Pourquoi les femmes suisses sont confinées au temps partiel

Le marché du travail suisse est l'un des plus inégalitaires pour les femmes en comparaison européenne. Keystone

En Suisse, six femmes actives sur dix occupent un emploi à temps partiel. Un taux quasiment record en Europe qui s’explique par la difficulté à concilier vie professionnelle et familiale et par la représentation très traditionnelle des rôles dévolus à chaque sexe.

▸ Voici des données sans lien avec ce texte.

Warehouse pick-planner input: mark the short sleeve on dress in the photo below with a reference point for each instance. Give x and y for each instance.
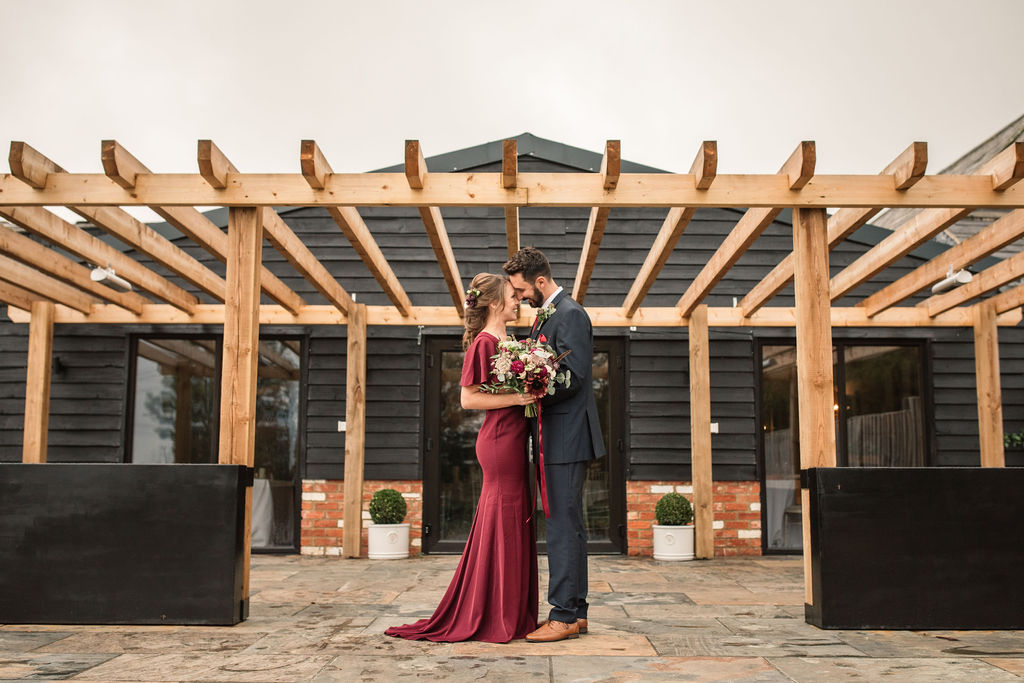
(476, 366)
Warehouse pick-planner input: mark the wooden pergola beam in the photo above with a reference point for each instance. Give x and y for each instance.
(12, 295)
(293, 249)
(30, 279)
(355, 430)
(1001, 273)
(416, 173)
(131, 230)
(610, 171)
(986, 358)
(906, 169)
(37, 389)
(992, 238)
(726, 316)
(1003, 172)
(536, 189)
(700, 451)
(798, 170)
(44, 224)
(704, 169)
(122, 167)
(316, 171)
(53, 264)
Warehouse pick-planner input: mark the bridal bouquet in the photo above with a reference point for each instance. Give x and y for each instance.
(529, 367)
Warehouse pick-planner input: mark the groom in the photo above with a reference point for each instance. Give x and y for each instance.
(571, 437)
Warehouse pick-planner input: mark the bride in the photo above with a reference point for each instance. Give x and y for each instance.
(493, 596)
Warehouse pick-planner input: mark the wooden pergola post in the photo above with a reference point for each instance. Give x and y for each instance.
(986, 364)
(814, 357)
(37, 385)
(700, 432)
(238, 394)
(355, 429)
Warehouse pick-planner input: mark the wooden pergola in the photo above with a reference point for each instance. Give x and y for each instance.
(42, 287)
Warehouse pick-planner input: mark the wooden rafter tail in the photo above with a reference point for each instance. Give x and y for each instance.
(416, 173)
(510, 163)
(416, 165)
(53, 264)
(1005, 169)
(1008, 300)
(293, 249)
(906, 170)
(30, 166)
(313, 164)
(213, 165)
(988, 280)
(704, 169)
(611, 164)
(798, 169)
(354, 228)
(985, 242)
(41, 222)
(1008, 167)
(16, 272)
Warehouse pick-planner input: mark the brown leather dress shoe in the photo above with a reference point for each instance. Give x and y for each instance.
(582, 623)
(554, 631)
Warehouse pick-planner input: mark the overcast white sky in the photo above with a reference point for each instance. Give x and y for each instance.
(863, 79)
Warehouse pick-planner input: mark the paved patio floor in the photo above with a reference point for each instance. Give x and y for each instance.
(323, 620)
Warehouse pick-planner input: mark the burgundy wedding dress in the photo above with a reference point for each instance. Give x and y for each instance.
(493, 596)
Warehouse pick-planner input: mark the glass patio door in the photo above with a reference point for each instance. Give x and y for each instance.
(453, 477)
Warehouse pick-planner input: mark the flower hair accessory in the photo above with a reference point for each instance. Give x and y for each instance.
(545, 313)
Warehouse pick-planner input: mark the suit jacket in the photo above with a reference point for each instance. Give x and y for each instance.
(571, 426)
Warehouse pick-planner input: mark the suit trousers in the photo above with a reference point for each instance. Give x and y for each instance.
(566, 538)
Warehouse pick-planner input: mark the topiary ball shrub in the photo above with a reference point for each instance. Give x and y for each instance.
(674, 510)
(387, 507)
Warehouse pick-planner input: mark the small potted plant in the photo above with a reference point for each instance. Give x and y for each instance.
(674, 530)
(388, 536)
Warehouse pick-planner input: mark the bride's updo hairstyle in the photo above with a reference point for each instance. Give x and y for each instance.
(485, 289)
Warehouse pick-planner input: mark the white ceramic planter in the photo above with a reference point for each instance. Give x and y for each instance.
(673, 543)
(388, 542)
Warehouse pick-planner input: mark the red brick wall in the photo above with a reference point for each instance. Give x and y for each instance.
(323, 508)
(736, 507)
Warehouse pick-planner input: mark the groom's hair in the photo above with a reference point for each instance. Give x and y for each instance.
(529, 261)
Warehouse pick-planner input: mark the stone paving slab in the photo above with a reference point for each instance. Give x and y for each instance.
(323, 619)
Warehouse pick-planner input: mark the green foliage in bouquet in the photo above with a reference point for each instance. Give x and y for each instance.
(387, 507)
(674, 510)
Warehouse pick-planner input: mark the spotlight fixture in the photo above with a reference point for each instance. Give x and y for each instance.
(108, 276)
(952, 280)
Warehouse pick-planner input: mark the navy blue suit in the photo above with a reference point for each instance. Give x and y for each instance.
(571, 438)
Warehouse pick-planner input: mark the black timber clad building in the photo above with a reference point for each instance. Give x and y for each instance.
(91, 406)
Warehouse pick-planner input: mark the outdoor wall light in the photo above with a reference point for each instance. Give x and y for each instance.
(108, 276)
(952, 280)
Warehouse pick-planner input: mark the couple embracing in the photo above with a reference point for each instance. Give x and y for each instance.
(494, 596)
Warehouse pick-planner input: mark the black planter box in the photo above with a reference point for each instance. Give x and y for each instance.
(122, 544)
(916, 548)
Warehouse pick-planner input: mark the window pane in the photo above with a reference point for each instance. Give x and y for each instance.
(278, 406)
(174, 392)
(884, 421)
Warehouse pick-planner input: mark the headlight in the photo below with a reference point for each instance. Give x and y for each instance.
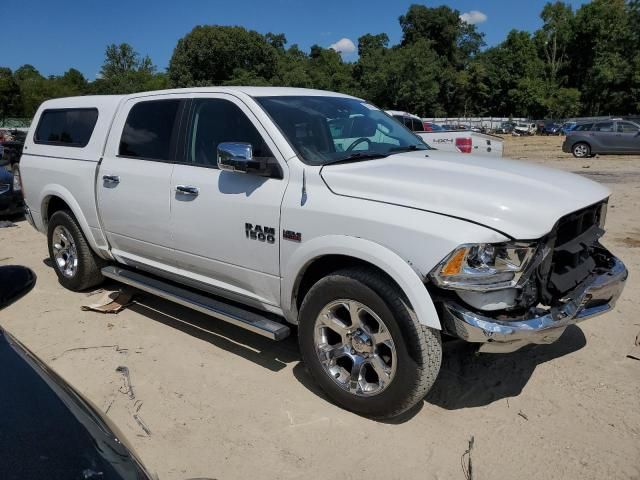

Ce contenu a été publié le 29 novembre 2018 - 10:42

La pénurie de main-d’œuvre inquiète de plus en plus les entreprises helvétiques. Ces dix prochaines années, près d’un million de personnes partiront à la retraite en Suisse, alors que seuls 500'000 salariés feront leur entrée sur le marché du travail, selon les estimations de l’Union patronale suisse (UPS).

Pour y remédier, le président de l’UPS, Valentin Vogt, estime notamment que les femmes actives devraient augmenter leur temps de travail au-delà de 60%. «La question n’est pas de créer de nouveaux emplois à temps partiel, mais de faire en sorte que les femmes qui travaillent augmentent leurs pensums», a-t-il déclaré mi-novembre dans une interview accordée à plusieurs quotidiens alémaniques.

Si la Suisse fait partie des pays où la part des femmes exerçant une activité professionnelle (plus de 80%) est parmi les plus élevés en Europe, elle figure également tout en haut de classement en ce qui concerne la prévalence du temps partiel féminin, juste derrière les Pays-Bas.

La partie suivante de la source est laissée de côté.